Preventing FRUTI (Foley Related Urinary Tract Infection) in LTACH

While working as the Quality Manager for a LTACH (Long Term Acute Care Hospital) one of my responsibilities was Infection Control. As with most facilities our highest number of infections were FRUTI (Foley Related Urinary Tract Infections). There were a number of factors to consider. Nurses Announcements Archive Article

The biggest was NOT getting catheters out as soon as possible. If the doctor doesn't address it then the nurse should ask if there are any reasons the patient still needs the catheter. If not ask for an order to remove it. However, if the foley is needed then it is of the utmost importance that foley care is done at least once per shift.

Our policy was revised to include clear guidelines for care.

Along with q shift peri care, staff was educated on importance of having a leg strap in place below the Y port to prevent tension on it, proper placement of the bag, never opening the closed sterile system and close observation of patient for any symptoms of a UTI. One of the most difficult issues was that many of out patients were placed into Low Boy beds due to high risk for falls. These beds had no place to hang the bag that did not have it touching the floor.

To keep it off the floor it ended up being higher than the bladder.

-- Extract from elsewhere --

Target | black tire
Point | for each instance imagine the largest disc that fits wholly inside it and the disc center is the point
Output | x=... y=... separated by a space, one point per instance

I called the manufacturer of the beds and the catheters to see if they had any suggestions. They were both completely baffled. I realized it was going to be up to me to figure this one out.

I considered blue pads but felt this would be a fall risk and would easily be kicked aside. I came up with a temporary plan until we could come up with something more permanent.

The foley bag was placed into the small plastic disposable bath tubs. They were less than 50 cents each, much less than the cost to treat an infection. I then set out on my quest to find a fluid impermeable cover for the bags.

Since they would touch the floor no matter where it was placed, the only solution was to protect it from allowing any contamination from the floors. It took a great deal of searching but I finally found just what we needed. The last step was that after each time the bag was emptied the spout was to be cleansed with alcohol wipe then placed back into the holder.

With a clear plan it was now time to not only educate but to get staff "buy in". I asked for volunteers and since the CNA's performed most of the foley care the majority of the team was made up of them with a few LPN's and RN's.

We decided that staff along with myself would police each other. To keep it positive, we decided that when one of the staff observed another correctly performing foley care they were given "tickets" to issue to the person "caught" doing a good job.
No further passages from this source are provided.